Op de Donk in Brandwijk zaten ze in de jaren vijftig samen aan tafel: Jan W. Klijn en Jannie de Haan. "Ik had daar een vriendin en Jan was bevriend met haar broer. Zo leerden we elkaar kennen", blikt Jannie terug. "In het boek vertelt hij over dat ik toen daar op De Donk met een paard bezig was. Zelf was ik dat al lang vergeten. 'Hoe wist je dat?', vroeg ik aan Jan. 'Maar Jannie, ik stond er zelf naar te kijken', zei hij. Toen hij vroeg of ik het goed vond dat hij een boek over mij zou schrijven, vond ik dat eerst niks. Maar later kwam hij erop terug. 'Jannie, het boek gaat ook over je paarden.' Nou, als je daarover begint, spits ik mijn oren. Mijn moeder zei altijd: Haar paarden zijn haar kinderen.' Met koeien melken heb ik mijn geld verdiend, maar met paarden bezig zijn, dat was mijn hobby. En of het klopt wat er in het boek staat? Laat ik het zo zeggen: er staan geen fouten in. Maar het is natuurlijk een roman, dus Jan heeft het voor het verhaal wel wat aangedikt."

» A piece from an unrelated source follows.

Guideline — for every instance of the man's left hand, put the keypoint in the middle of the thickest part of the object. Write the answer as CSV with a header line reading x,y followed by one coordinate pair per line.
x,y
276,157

Ze vertelt erover aan de keukentafel in de boerderij langs de Heulenslag in Bleskensgraaf, waar ze tientallen jaren alleen het boerenbedrijf runde. Dat was zeker geen bewuste keuze. "Mijn man Maarten kreeg vier jaar na ons trouwen in het land een hersenbloeding. We vonden hem in een sloot. Dat was een verschrikkelijke klap, iets wat je je ergste vijand nog niet toewenst. Maar stoppen met de boerderij, daar heb ik nooit aan gedacht. Maarten wilde timmerman worden, maar toen zijn oudere broer in dienst ging, moest hij van de ambachtsschool komen om op de boerderij te werken. Dat was zijn passie niet, maar hij had geen keus. Ik was zelf boerendochter en was altijd bezig met dieren. Voor mij is hij boer geworden. Ik vond dat ik na zijn overlijden er daarom niet mee op mocht houden."

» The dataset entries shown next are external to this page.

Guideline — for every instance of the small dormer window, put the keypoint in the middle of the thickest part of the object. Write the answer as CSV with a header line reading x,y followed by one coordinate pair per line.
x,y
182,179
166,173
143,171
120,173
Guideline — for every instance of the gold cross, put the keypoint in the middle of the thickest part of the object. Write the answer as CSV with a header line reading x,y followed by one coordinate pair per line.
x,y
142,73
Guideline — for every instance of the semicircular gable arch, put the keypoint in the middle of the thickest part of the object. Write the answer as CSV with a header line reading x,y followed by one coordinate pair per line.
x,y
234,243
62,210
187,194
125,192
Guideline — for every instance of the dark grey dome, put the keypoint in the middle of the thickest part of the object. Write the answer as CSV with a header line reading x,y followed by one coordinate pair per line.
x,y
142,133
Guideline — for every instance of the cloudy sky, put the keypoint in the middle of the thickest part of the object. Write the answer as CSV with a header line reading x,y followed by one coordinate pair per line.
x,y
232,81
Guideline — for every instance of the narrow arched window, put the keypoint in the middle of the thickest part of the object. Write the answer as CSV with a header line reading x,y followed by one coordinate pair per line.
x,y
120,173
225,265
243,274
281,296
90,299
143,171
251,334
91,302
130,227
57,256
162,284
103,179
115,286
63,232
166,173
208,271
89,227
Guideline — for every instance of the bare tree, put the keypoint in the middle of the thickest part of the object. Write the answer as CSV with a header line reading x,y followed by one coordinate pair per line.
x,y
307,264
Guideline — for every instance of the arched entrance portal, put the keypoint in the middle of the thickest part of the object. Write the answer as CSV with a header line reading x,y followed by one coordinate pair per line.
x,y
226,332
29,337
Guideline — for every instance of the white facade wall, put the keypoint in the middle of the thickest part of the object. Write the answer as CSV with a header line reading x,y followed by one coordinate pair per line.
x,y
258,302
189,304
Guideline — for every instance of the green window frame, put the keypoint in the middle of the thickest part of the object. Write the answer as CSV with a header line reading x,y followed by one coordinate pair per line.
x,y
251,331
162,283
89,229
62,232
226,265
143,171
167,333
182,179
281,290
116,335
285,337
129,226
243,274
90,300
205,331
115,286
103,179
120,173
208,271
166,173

De afgelopen decennia is er veel veranderd in de melkveehouderij. Jannie Boele-de Haan maakte het allemaal mee. Met de hand twaalf koeien melken, ze deed het toen ze jong was. "En daar verdiende ik nog aardig wat geld mee, waar ik onder meer een fiets van kocht", lacht ze. "Later ging ik met het paard en de melkkar het land in. Dat was nog voor de ruilverkaveling. We hadden toen land aan de Boezemkaai, dus je was langer bezig met heen en weer rijden dan met melken. Dat was zwaar en bij onweer ook gevaarlijk. Ik weet nog goed dat ik bij een onweersbui het paard heb uitgespannen en samen met mijn hond plat in een greppel zijn gaan liggen."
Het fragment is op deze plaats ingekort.